We learned several years ago that the only way to run apples to apples comparisons between SSDs was to use a fix amount of time between each test. SSDs go through changes over time. When a TRIM command is issued the drive is free to run the actual clean up, called garbage collection, when it wants. In the real-world we don't write massive amounts of data to our drives and keep doing it for several hours straight so why test SSDs in this manner? For my testing I leave an exact 4 minute window between one test and the next. If the drive chooses to clean itself then it happens but some drives are more aggressive than others.
We've talked about several Samsung SSDs having high write latency in past reviews. With early firmware, Samsung SSDs would aggressively work to cleanse the NAND of data we told the drive was unneeded. This would trigger a GC event and during our next test the latency would be much higher than most other products we tested the same way.
Many of the early tests we run read and write to the full span of the drive, all of the user available NAND flash. This works out great when trying to bring a drive down to a consumer steady state, performance at levels most of us find our SSD at. The early tests are best case scenario since the flash is fresh but it's not very realistic for telling you what to expect at home. The tests performed later in the review get us closer to the performance you can expect.
A couple of years ago Jon, Paul and myself sat down with Futuremark in California to discuss PCMark 7 and give our ideas on next generation storage testing. Notes were taken and we all walked away with new ideas. Weeks later a change was made to PCMark 7's storage test but the largest impact from that meeting came in Futuremark's new PCMark 8.
A little over a week ago we were given the keys to what we think is the best storage benchmark for consumer SSD products to date. The test isn't perfect yet but it's very close to what we want to show you in our reviews, true consumer SSD performance.
The new tests write a lot of data to the drives and take close to 24 hours to complete. The first test is a performance consistency test and it represents a consumer worst case scenario. The methods used a much more appropriate for determining consumer performance than writing a drive 5 times with 4K random data. Here is a breakdown of the actions performed.
1. Precondition phase
1. Write the drive sequentially through up to the reported capacity with random data, write size of 256*512=131072 bytes.
2. Write it through a second time (to take care of overprovisioning).
2. Degradation phase
1. Run writes of random size between 8*512 and 2048*512 bytes on random offsets for 10 minutes.
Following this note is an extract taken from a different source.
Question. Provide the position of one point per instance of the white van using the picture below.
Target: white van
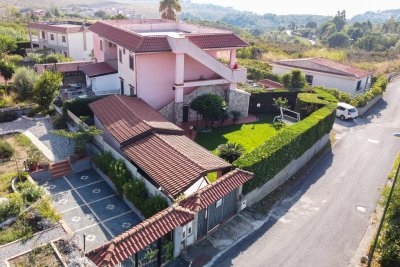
(345, 111)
2. Run performance test (one pass only). The result is stored in secondary results with name prefix degrade_result_X where X is a counter.
3. Repeat 1 and 2 for 8 times, and on each pass increase the duration of random writes by 5 minutes
3. Steady state phase
1. Run writes of random size between 8*512 and 2048*512 bytes on random offsets for final duration achieved in degradation phase.
2. Run performance test (one pass only). The result is stored in secondary results with name prefix steady_result_X where X is a counter.
3. Repeat 1 and 2 for 5 times.
As you can see the drive is hit very hard but as I stated, this is a worst case scenario.
The next test in the cycle, the recovery phase is what we are more interested in because none of us write to our drive over and over. This is where time comes into play and what I wanted to show you today. The second chart above shows the same drives but after 5 minutes of idle time to recover.
1. Recovery phase
1. Idle for 5 minutes.
2. Run performance test (one pass only). The result is stored in secondary result with name recovery_result_X where X is a counter.
3. Repeat 1 and 2 for 5 times.
As you can see in the two charts, all of the drives increased performance after the 5 minute idle time. If you are measuring SSD performance and not putting a fix time between each test then your results are invalid, at least the way I see it. With most drives performance increases with each pass but we're still not sure how much data we should show in the reviews until we have more data collected.
I want to add a few notes about the results above. At this time all of the results displayed use incompressible data so LSI SandForce (Mushkin Chronos DX / Intel 530) and the new Phison (MyDigitalSSD BP4) are penalized for having advanced technology. At this time we're not sure when we'll migrate the new tests into our SSD reviews. There are still some small issues we are addressing.